The Cardinals are 10-1 under head coach Marcus Law in 2024 and have been one of the top teams for most of the season. They did not allow a point to an opponent until week eight against University, with their lone defeat coming against Martinsburg on October 25, 17-12. Spring Mills has outscored its opponents 469-23.
MHS head coach Sean Biser and his staff know that the playmaking ability of Cardinals quarterback Max Anderson and his brother, Xavier, is something his team will need to minimize in the contest.
“They’re talented and have athletes across the board,” Biser said. “Offensively, they have the big-play ability and a quarterback that gets them in good situations and out of bad ones. He is a true dual-threat player who is hard to get on the ground and he makes the offense better. They’re good up front and have some good speed on defense. They are well-coached and certainly a team with playmakers throughout the roster.”
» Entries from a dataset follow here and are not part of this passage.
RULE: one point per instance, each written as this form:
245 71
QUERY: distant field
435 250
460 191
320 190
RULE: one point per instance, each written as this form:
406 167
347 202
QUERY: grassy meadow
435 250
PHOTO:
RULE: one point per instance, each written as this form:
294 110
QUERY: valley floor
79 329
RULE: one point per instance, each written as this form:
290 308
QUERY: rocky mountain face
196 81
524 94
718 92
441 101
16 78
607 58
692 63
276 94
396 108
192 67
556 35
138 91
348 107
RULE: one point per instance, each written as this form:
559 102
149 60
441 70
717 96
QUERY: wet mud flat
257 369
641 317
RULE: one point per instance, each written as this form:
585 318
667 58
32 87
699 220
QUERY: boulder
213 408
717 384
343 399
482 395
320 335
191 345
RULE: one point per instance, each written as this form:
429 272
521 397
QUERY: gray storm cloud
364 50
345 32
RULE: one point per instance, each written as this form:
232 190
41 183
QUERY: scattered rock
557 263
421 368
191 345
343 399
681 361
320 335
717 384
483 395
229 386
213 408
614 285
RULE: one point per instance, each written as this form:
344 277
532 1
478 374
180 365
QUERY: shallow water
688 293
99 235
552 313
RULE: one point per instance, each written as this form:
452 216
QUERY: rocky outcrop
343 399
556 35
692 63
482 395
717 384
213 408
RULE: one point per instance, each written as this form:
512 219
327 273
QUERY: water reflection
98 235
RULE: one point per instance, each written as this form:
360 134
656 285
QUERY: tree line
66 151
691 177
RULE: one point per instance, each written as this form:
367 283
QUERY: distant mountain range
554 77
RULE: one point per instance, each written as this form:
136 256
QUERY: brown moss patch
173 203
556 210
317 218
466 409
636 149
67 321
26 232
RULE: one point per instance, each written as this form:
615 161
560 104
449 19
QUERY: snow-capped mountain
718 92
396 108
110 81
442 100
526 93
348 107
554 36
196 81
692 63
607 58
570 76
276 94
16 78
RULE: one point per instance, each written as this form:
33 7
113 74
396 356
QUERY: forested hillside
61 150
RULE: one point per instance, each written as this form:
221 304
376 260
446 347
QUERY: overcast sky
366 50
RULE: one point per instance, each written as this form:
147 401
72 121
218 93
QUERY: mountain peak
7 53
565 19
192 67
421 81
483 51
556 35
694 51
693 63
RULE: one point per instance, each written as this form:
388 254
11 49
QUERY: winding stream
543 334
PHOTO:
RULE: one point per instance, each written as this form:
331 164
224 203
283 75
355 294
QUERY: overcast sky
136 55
The No. 7 Mohigans will call upon their defense to continue its efforts. They haven’t allowed more than 14 points to an opponent in the last five games. Most recently, MHS held Woodrow Wilson to 10 points in a 35-10 opening-round playoff victory last week, including a scoreless second half.
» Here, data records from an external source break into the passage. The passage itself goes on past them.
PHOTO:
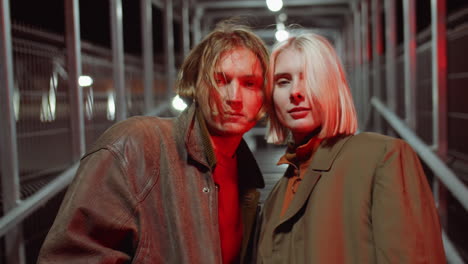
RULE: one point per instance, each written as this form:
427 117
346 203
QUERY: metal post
72 22
196 25
358 59
377 52
390 54
185 28
409 25
365 63
439 93
147 43
169 47
14 246
439 74
118 58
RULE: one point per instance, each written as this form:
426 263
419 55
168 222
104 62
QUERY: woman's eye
282 82
220 81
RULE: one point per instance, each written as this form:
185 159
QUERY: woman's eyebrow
280 75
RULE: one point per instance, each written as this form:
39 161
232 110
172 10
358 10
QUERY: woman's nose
296 94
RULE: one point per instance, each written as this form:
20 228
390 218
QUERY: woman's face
292 107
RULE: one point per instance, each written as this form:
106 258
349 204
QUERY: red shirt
229 215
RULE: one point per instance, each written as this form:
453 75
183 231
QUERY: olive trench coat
363 199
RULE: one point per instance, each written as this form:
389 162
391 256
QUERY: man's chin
232 129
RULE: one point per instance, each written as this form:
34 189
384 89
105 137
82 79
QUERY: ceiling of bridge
326 16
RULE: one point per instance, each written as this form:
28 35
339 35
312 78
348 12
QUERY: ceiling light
274 5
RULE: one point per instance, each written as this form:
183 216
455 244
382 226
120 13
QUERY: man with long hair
179 190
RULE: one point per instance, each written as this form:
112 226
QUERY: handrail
450 251
29 205
440 169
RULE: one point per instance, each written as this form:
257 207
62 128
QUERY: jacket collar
327 152
191 129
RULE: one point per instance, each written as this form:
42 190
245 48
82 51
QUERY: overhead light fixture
178 103
274 5
281 35
85 81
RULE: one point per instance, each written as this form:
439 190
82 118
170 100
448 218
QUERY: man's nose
234 95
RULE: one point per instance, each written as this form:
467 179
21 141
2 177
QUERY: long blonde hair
196 76
326 83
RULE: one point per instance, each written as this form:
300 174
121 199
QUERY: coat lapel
322 161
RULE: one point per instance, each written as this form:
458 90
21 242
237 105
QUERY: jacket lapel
322 161
305 189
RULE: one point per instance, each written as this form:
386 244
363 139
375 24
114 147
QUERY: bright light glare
85 81
281 35
110 106
178 103
274 5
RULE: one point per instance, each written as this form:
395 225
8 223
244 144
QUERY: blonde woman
344 198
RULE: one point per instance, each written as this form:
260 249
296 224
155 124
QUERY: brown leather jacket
145 194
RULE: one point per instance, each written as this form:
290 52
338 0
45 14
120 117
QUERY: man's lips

“We just need to come out and do the same things we always focus on,” Biser said. “It doesn’t matter who you play; you must go out and tackle well. We need to get guys on the ground on defense and run the ball successfully on offense. That’s the name of the game when it comes to football and if we do what we are capable of and what we know we are good at, I think our defense gives us a chance to make some plays.”
MHS carried the ball 58 times for 284 yards and five touchdowns in the first round against Woodrow. Four Mohigans surpassed 50 or more yards on the ground against the Flying Eagles.
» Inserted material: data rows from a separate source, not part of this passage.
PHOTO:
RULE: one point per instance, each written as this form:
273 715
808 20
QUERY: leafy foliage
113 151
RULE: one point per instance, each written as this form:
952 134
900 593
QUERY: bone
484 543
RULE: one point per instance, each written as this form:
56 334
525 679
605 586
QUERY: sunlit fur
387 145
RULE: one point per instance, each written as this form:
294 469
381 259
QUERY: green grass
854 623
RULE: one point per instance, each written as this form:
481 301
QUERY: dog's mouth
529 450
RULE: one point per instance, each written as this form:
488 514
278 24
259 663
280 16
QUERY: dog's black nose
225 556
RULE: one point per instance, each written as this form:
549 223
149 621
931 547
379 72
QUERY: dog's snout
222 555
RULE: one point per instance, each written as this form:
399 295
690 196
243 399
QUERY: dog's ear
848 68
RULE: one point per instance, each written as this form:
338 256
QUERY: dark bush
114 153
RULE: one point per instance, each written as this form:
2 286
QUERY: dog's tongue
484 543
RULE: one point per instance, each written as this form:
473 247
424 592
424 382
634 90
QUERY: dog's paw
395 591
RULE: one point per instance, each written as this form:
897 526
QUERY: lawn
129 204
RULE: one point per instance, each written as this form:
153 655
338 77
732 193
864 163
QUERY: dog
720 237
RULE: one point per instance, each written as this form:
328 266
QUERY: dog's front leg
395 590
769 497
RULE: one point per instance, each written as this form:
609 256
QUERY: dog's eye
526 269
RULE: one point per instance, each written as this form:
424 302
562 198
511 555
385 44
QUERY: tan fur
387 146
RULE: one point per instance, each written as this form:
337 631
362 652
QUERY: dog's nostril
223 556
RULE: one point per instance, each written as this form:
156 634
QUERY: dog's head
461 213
“By this point of the season, everyone knows who they are and their identity as a team,” Biser said. “It isn’t going to require anything we haven’t done before to win a game of this level. We can’t change everything we do for one opponent; that won’t work out in anyone’s favor. We certainly add a few things each week as we prepare for who we match up with, but at the end of the day, most teams know who you are by now, so it’s about going out and executing your fundamentals and doing your job.”
Biser says his defense has done well limiting big plays down the stretch, which will be key against Spring Mills’s high-powered offense.
“We can’t let them make something from nothing when our defense has a chance to make a play,” he said. “We have to win the 50/50 balls, tackle well in space, win our one-on-ones, and play for each other. If we do those things, we will give ourselves the best chance possible to win.”